Regarde ce miroir j'y incarne la grâce,
Je suis cet idéal que toi aussi tu vises.
Moi ? J'y pensais jadis, alors j'étais soumise,
Aux idées dans le vent, à des définitions,
Qui resteront pour moi plus que de la fiction,
L'impossible à trouver. Je connais mes défauts,
Mon visage imparfait, mes pieds, mes mains, mon dos,
Pour couronner le tout je sais que je suis grasse,
Mais intervertissons dans le mot dont tu uses,
A et c pour trouver un qualificatif,
Qui dirait le réel sans jugement hâtif.
Si ton masque est parfait tu sais qui tu abuses.
La jalousie conduit au fond du caniveau,
Qui lui cède un instant et oublie ce qu'il vaut.

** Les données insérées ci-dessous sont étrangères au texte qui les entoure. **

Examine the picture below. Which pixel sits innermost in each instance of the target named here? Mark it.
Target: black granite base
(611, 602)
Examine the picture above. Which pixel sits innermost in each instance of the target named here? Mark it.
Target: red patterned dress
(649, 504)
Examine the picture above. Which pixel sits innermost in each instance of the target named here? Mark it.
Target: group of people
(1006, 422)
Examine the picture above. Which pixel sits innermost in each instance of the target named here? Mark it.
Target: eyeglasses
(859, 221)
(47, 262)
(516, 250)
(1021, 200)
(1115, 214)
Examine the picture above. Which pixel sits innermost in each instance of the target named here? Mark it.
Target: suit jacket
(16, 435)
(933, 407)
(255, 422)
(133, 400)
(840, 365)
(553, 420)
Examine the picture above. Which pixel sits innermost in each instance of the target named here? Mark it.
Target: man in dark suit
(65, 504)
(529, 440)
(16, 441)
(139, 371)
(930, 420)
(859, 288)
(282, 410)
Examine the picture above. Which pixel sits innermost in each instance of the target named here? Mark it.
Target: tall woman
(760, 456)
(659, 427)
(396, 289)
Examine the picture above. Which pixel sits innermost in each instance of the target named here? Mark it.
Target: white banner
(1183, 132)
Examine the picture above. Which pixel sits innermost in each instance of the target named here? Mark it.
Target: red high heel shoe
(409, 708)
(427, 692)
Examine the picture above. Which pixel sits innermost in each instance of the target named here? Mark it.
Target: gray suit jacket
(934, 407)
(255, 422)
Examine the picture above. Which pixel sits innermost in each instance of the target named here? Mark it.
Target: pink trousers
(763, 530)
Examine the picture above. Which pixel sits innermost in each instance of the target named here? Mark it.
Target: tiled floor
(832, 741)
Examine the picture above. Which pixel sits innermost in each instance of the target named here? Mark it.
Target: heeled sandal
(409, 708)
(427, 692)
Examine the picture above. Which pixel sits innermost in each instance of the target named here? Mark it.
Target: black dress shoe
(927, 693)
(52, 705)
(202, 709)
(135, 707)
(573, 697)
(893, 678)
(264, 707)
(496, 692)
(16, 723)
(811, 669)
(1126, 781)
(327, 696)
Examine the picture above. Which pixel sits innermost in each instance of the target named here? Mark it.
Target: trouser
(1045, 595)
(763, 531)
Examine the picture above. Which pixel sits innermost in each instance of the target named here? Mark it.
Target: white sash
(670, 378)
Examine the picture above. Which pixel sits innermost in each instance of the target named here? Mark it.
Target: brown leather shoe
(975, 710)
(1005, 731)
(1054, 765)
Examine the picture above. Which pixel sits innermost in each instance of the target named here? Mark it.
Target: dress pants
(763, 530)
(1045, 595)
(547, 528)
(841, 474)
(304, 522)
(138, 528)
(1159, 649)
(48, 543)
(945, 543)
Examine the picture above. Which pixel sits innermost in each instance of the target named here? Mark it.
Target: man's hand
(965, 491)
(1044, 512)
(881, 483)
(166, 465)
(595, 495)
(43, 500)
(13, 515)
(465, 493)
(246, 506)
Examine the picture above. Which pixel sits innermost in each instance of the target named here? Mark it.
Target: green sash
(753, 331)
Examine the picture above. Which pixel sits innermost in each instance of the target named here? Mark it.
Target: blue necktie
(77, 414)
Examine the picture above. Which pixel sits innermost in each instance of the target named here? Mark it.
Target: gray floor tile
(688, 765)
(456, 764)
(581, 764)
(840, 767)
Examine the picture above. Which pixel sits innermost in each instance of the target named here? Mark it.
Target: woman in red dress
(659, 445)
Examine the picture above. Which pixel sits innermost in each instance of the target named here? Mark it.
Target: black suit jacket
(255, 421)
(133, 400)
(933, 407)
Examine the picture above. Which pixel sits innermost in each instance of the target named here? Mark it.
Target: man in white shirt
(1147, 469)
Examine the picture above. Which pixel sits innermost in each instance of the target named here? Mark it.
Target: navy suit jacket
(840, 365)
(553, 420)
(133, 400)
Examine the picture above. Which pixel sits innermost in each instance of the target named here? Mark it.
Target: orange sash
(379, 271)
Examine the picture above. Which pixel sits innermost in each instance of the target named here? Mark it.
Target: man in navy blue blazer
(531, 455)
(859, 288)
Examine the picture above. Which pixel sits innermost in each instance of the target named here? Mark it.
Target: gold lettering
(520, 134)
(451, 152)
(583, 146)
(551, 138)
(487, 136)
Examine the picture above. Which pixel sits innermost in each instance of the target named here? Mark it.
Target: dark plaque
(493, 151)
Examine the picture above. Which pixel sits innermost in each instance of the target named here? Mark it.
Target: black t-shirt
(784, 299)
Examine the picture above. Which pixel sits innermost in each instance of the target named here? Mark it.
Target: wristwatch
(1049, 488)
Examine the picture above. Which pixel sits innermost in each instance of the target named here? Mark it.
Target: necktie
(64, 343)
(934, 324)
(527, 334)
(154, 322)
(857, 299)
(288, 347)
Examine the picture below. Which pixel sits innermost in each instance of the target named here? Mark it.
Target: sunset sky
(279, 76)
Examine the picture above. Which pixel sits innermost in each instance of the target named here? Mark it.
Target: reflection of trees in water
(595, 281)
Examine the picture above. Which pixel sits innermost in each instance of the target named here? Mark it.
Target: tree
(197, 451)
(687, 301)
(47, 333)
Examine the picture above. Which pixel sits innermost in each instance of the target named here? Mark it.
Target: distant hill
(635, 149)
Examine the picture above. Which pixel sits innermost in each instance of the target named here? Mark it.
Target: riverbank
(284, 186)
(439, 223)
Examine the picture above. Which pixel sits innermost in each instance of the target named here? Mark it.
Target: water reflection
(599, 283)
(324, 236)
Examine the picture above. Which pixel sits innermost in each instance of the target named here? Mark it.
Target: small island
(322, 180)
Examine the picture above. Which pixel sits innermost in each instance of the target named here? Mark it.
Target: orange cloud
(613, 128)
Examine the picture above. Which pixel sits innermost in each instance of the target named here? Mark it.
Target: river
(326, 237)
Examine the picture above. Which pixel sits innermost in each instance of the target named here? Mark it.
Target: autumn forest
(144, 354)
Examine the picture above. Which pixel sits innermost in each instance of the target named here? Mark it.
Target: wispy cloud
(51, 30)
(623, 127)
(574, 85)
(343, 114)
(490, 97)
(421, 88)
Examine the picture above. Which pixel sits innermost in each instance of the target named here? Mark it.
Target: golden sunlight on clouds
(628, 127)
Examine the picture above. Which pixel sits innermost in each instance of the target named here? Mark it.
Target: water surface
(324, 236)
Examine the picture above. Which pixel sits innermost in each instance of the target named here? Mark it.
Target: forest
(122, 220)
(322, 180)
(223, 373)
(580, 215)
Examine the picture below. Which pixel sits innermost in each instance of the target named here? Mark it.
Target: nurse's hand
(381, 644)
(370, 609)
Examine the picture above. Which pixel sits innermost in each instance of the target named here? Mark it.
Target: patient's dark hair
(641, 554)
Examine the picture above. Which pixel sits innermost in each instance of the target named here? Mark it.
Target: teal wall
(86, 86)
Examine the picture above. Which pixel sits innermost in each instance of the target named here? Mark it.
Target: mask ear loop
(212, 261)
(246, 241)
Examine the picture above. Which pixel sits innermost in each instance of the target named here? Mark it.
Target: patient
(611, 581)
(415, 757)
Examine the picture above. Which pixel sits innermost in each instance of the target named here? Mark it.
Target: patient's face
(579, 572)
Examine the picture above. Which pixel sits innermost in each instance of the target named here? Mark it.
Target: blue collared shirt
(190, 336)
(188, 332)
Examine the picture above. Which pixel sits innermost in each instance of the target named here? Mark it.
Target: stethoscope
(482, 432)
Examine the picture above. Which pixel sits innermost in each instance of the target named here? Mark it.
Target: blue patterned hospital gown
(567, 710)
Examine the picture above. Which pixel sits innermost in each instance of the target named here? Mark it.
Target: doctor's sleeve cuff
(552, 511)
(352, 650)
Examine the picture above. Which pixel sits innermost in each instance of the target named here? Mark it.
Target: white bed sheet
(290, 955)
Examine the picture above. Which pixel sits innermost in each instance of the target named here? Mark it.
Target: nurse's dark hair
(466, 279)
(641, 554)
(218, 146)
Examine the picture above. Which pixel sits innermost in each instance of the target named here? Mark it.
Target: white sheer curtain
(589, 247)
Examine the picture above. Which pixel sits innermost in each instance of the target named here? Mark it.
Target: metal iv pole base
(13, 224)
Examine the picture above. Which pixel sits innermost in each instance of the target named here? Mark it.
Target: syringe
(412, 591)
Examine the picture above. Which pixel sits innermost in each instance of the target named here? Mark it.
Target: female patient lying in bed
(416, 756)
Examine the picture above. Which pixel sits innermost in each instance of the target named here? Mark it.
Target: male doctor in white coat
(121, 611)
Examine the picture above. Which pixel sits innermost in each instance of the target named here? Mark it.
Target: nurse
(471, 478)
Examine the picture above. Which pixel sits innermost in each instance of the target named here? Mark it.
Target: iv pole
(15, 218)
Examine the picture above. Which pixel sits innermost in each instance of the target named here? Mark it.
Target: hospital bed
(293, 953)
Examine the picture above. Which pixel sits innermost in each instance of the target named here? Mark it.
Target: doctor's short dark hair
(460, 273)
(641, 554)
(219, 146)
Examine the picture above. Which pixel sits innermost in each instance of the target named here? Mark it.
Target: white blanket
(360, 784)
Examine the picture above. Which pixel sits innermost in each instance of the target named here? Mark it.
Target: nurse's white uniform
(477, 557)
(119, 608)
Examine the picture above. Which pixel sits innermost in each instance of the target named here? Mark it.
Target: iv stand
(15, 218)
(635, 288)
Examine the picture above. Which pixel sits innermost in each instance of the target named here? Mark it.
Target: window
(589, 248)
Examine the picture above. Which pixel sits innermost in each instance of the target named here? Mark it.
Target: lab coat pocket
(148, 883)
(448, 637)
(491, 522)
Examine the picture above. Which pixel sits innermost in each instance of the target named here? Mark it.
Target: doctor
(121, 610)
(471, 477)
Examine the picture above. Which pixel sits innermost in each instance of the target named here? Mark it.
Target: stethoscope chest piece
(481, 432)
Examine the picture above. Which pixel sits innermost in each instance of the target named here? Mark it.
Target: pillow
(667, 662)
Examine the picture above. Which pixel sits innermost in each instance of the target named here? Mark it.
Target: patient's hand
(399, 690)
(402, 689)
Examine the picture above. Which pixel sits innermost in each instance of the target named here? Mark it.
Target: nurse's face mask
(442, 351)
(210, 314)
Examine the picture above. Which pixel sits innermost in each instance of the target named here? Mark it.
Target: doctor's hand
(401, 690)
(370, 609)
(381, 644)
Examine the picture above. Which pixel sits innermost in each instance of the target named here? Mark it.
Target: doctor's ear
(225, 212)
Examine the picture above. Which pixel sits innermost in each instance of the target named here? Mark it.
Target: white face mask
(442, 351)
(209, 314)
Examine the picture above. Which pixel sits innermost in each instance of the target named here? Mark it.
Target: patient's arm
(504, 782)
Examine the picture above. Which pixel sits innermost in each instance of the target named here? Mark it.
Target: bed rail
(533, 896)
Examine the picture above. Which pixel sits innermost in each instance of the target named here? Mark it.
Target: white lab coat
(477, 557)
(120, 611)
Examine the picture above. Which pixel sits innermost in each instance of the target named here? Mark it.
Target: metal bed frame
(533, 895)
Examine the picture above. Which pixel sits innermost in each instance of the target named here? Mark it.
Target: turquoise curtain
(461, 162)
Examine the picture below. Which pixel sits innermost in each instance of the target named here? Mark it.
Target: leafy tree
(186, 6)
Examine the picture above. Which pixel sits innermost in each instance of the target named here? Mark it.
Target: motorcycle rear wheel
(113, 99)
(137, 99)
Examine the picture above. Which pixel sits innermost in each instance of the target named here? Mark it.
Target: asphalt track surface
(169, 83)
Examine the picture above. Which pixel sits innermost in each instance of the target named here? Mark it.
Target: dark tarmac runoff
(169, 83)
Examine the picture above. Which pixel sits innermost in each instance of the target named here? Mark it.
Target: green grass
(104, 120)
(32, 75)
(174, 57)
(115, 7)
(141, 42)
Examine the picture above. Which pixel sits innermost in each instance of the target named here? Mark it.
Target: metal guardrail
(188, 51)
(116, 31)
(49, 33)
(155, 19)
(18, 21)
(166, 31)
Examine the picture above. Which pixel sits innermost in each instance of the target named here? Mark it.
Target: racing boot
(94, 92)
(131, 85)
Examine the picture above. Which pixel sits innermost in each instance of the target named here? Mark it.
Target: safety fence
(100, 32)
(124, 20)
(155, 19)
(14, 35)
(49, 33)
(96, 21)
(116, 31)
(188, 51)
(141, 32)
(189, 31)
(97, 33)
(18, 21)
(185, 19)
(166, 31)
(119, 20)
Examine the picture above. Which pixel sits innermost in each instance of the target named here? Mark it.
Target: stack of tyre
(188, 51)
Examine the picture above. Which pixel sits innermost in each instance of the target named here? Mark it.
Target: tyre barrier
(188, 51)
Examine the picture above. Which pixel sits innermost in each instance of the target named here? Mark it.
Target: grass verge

Je comprends ta rancoeur, je lis ta frustration,
Tu voudrais m'égaler, connaître la passion.
Tu dis cela pour moi je te renvoie ces mots,
Plongée dans ta psyché tu cultives le faux.
Veux repousser le temps et figer ton image.
Ta quête est illusion, ton espoir est mirage.
Le courant est trop fort, tu admires la plage,
Sans pouvoir l'aborder ni effacer ton âge.
Et alors, qui es-tu pour oser me juger ?
J'ai le droit moi aussi de vouloir oublier,
Que demain n'est pas sûr, que je devrai changer.
Vivre ma vie ainsi ce n'est pas me renier.
Nous sommes opposées mais si complémentaires,
Que sans moi tu serais triste banalité,
Et sans toi moi aussi d'un commun qui attère.
Tel Janus, associées, toi Laideur moi Beauté.